What is the difference between Mac and PC video cards?

Thanks


----------



## DeltaMac (Aug 25, 2003)

Generally speaking, a graphics card sold for PCs will not work in a Mac, and vice versa (some cards can be changed through a firmware installation.) You may find a difference in cost. If the cards are otherwise identical, the firmware installed on the cards will be different, and then, the installed drivers may not provide completely identical functions on both cards.  The various graphics sites that provide benchmark tests sometimes will directly compare a Mac to a PC card.

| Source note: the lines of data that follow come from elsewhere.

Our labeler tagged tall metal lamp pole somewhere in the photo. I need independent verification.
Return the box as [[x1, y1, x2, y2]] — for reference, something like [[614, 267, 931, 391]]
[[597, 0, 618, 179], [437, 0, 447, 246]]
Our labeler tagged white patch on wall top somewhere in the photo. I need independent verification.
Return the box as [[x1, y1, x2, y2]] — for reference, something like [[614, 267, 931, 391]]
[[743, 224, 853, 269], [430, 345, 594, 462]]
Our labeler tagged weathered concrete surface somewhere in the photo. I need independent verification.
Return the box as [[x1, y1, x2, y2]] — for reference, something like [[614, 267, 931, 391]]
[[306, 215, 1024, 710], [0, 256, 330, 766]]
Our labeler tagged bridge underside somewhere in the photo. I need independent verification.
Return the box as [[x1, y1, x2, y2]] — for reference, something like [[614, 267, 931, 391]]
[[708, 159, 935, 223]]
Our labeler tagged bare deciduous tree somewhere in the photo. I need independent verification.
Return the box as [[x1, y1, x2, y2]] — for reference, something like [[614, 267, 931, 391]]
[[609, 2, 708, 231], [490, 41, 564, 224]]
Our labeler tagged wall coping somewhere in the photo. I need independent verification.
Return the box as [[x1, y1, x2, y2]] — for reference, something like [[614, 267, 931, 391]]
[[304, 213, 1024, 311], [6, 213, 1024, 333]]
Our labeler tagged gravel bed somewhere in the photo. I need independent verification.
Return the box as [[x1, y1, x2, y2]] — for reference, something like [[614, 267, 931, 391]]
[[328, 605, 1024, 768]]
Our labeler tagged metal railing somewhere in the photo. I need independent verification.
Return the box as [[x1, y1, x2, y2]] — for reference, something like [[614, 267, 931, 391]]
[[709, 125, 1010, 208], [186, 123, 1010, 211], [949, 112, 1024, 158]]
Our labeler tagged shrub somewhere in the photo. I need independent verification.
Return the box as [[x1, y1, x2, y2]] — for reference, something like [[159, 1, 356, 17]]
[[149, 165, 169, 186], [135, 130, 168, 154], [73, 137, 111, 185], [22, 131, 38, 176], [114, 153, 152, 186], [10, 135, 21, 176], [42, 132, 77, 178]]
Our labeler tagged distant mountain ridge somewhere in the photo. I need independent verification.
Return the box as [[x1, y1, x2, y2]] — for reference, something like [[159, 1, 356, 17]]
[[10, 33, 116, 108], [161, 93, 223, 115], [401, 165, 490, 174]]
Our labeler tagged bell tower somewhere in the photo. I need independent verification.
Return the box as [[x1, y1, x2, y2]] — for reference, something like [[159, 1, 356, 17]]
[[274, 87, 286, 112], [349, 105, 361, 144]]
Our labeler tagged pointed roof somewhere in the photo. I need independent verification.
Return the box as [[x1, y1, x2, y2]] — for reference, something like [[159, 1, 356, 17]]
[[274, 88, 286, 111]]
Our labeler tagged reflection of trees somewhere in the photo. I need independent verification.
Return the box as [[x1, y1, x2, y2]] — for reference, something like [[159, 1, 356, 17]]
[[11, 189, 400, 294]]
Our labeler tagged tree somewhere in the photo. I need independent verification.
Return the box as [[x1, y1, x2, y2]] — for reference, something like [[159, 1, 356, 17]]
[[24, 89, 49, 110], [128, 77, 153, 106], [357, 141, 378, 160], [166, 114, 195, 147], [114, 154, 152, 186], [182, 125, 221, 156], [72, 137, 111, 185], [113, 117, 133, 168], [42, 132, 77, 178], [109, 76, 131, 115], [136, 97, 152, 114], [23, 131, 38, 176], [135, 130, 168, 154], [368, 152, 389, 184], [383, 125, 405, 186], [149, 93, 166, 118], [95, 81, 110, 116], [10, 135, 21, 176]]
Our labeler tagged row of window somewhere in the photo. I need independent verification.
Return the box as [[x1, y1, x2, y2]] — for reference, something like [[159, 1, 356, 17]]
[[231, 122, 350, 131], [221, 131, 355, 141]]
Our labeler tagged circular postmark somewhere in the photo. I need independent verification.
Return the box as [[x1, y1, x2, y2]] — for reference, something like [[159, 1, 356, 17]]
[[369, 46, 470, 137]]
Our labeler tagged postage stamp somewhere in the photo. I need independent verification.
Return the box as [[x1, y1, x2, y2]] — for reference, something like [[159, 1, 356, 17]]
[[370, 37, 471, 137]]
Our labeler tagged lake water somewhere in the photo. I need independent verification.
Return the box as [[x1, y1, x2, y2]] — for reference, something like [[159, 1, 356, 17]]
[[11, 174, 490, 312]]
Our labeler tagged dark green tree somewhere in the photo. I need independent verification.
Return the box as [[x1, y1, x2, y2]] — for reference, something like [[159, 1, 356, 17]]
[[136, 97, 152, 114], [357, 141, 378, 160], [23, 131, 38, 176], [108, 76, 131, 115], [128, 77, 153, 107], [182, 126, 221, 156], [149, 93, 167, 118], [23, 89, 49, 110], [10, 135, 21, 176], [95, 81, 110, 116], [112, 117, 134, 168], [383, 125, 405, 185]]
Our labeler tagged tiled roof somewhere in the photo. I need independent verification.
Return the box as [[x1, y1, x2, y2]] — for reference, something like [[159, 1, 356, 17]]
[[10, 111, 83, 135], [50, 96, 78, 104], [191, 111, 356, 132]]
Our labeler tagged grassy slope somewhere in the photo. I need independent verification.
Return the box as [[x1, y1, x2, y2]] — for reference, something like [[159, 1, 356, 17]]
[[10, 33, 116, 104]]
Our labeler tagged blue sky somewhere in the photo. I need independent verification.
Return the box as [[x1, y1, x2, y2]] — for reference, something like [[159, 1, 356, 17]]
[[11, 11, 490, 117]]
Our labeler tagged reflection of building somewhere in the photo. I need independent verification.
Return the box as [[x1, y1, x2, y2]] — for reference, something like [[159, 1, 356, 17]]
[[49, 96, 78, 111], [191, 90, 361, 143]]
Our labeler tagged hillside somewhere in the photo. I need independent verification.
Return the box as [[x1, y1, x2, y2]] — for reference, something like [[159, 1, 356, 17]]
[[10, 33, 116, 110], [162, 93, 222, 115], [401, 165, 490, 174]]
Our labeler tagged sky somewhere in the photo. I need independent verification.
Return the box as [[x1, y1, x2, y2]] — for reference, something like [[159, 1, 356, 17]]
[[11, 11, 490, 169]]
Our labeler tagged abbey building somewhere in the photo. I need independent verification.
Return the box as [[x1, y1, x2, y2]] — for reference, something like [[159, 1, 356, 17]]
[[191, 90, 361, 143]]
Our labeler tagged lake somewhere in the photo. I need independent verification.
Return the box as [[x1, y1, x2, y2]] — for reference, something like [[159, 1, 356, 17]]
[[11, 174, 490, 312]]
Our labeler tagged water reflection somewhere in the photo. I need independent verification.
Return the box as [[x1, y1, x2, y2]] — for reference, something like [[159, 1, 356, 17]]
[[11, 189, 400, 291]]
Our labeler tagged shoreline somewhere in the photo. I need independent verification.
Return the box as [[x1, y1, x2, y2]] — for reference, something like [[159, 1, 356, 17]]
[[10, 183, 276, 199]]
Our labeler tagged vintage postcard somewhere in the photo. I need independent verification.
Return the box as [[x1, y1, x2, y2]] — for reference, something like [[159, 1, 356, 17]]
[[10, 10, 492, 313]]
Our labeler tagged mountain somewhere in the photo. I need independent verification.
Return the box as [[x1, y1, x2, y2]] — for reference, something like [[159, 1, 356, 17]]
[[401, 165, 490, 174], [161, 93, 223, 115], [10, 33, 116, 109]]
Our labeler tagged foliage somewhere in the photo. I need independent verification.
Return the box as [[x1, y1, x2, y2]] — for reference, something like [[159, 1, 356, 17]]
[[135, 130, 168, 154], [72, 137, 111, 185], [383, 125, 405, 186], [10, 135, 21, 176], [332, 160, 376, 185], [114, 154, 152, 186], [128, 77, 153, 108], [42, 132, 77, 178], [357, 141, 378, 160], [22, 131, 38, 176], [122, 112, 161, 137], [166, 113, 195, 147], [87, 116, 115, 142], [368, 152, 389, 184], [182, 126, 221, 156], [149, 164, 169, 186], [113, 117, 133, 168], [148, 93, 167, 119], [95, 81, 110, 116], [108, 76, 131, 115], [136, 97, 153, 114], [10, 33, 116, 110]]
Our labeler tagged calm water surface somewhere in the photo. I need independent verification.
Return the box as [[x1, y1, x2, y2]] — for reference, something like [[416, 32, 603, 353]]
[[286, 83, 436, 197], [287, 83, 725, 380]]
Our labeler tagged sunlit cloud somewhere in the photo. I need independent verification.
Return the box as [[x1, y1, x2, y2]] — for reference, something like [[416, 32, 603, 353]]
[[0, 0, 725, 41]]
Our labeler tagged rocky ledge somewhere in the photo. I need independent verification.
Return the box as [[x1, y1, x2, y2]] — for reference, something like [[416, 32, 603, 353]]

IMHO, there's too many variables to correctly compare identical models on a Mac and a PC.


----------



## macmastah (Aug 25, 2003)

Thank you very much for the help.


----------



## Krevinek (Aug 25, 2003)

The two key differences IMO are the drivers and firmware. Because the cards are designed for little-endian operation (nVidia makes chips that can operate as both big-endian and little-endian), drivers wind up doing byte-swapping... which will hinder performance of most ATi cards on the Mac vs their PC counterparts.


----------



## Arden (Aug 25, 2003)

Explain please: endian, byte-swapping, flashing firmware


----------



## Krevinek (Aug 25, 2003)

Endian-ness refers to how the 4 bytes (or 8 in the case of the G5) of a value are organized in memory. Big-endian systems are easier to debug manually (it reads like a series of normal numbers), while little-endian systems are there from older design like the x86 and 68k (it takes more time to read through numbers, as chunks are 'out of order' in left->right languages). Little-endian was easier to work with when going from 8-bit to 16-bit chips (Reading from memory was easier to implement from existing design).

Byte-swapping is changing from Big-endian to little-endian or the other way around.

Flashing firmware is taking new software, and putting it into the erasable ROM (usually a FLASH ROM, hence the term 'flashing').

The PPC is Big-endian, the x86 little-endian... and because of the larger x86 installed base, cards are designed to be little-endian. So, Mac drivers usually have to change data from Big-endian to little-endian before giving it to the card. ATi cards perform slightly worse on the Mac platform as a result (it takes time to 'byte swap').


----------



## Arden (Aug 25, 2003)

Muchas gracias.


----------